Baldy Center News

Baldy Center Celebrates its Fortieth Anniversary

The Baldy Center for Law and Social Policy is turning 40! As part of the celebration, the Center will hold a 40th Anniversary Reception at the Annual Conference of the Law and Society Association and the Canadian Law and Society Association Conference. The Reception will be held Thursday, June 7th from 6:00 to 8:00 p.m. at the Sheraton Centre Toronto, 123 Queen Street West, Toronto, ON. The Center will also be celebrating the awarding of this year’s Law and Society Association Dissertation Prize to Baldy Postdoctoral Fellow Amanda Hughett.

To participate, please contact the Baldy Center at 716-645-2102 or baldyctr@buffalo.edu.

New Baldy Fellows

Nancy S. Marder - 2018-2019 Senior Fellow

Nancy S. Marder - 2018-2019 Senior Fellow.

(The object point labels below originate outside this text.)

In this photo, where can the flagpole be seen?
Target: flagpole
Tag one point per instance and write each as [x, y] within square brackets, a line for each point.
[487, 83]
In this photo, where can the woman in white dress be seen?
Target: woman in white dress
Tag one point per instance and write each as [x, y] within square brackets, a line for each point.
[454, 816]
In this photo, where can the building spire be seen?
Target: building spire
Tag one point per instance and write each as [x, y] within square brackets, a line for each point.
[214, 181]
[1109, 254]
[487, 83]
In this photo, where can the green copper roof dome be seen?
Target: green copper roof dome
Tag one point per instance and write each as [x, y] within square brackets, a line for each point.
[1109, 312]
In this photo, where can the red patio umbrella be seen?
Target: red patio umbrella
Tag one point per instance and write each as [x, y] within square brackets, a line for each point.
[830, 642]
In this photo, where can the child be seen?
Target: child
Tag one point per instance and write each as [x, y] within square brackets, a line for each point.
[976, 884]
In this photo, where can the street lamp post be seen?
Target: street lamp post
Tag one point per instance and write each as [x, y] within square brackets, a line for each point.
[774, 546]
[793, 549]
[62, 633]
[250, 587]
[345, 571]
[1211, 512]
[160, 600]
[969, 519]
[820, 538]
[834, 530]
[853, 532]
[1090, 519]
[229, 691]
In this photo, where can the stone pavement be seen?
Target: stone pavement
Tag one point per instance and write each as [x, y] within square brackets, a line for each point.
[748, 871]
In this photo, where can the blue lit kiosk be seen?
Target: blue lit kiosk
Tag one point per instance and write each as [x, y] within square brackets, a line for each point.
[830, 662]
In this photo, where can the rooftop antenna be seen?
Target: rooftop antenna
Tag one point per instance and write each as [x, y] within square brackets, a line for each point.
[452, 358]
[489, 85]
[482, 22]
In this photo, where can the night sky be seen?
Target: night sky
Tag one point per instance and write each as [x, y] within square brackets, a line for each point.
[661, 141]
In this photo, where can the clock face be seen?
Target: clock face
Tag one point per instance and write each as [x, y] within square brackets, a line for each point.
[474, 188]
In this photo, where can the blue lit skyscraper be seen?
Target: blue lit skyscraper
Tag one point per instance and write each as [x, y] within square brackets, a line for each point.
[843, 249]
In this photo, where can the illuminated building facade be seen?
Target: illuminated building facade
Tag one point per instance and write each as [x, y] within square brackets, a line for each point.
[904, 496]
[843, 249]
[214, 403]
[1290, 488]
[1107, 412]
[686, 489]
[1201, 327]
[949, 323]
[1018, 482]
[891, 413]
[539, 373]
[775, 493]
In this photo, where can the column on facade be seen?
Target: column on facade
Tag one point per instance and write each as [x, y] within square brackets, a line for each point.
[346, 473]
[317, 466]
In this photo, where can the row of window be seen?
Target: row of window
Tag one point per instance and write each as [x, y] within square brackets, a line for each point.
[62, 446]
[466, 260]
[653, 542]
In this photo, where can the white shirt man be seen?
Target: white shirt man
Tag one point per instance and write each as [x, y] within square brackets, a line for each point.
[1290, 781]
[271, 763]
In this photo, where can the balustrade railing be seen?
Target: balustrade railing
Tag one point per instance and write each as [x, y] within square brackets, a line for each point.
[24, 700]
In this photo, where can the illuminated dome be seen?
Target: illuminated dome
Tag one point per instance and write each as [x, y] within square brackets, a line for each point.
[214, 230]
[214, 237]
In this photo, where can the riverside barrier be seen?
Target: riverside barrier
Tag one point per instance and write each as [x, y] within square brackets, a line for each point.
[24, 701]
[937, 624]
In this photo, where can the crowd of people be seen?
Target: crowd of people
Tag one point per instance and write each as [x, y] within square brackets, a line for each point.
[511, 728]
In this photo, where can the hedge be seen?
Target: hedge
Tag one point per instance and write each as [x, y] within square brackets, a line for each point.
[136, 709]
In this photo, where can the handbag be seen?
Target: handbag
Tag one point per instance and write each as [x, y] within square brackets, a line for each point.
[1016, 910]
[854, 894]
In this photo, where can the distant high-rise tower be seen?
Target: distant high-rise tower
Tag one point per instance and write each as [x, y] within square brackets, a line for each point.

Nancy S. Marder is professor of law at IIT Chicago-Kent College of Law, where she also serves as the director of the Justice John Paul Stevens Jury Center and co-director of the Institute for Law and the Humanities.  She is an elected member of the American Law Institute, and is an Academic Fellow of the Pound Civil Justice Institute. Her areas of expertise include juries, judges, and courts.  At the Baldy Center, her research will focus on a book, The Power of the Jury:  Transforming Citizens into Jurors, which examines how every stage of the jury process—from voir dire to post-verdict interviews—helps to transform ordinary citizens into responsible jurors. The approach Marder posits will give judges, lawyers, academics, legislators, and concerned citizens a new way to evaluate jury reforms.

Werner Reutter, 2018-2019 Senior Fellow

Werner Reutter.

Werner Reutter is a research fellow of political science at the Humboldt-University of Berlin. He has been a visiting professor at the University of Minnesota, the University of Potsdam, the University of Bonn, the University of Jena, Humboldt-University of Berlin, and the Leuphana University of Lüneburg. At the Baldy Center, he will explore whether, and to what extent, decisions of a German subnational constitutional court and an American state supreme court infringe on the competencies of state legislatures.

Daniel Platt, 2018-2020 Postdoctoral Fellow

Daniel Platt.

Daniel Platt earned his Ph.D. in American Studies at Brown University. His research reconsiders the growth of household credit in the American economy during the late nineteenth and early twentieth centuries by focusing on legal contests over the rights of debtors and creditors. At the Baldy Center, Platt will complete a second article and revise his book manuscript, tentatively titled Governing Credit from the Age of Emancipation to the Keynesian Turn.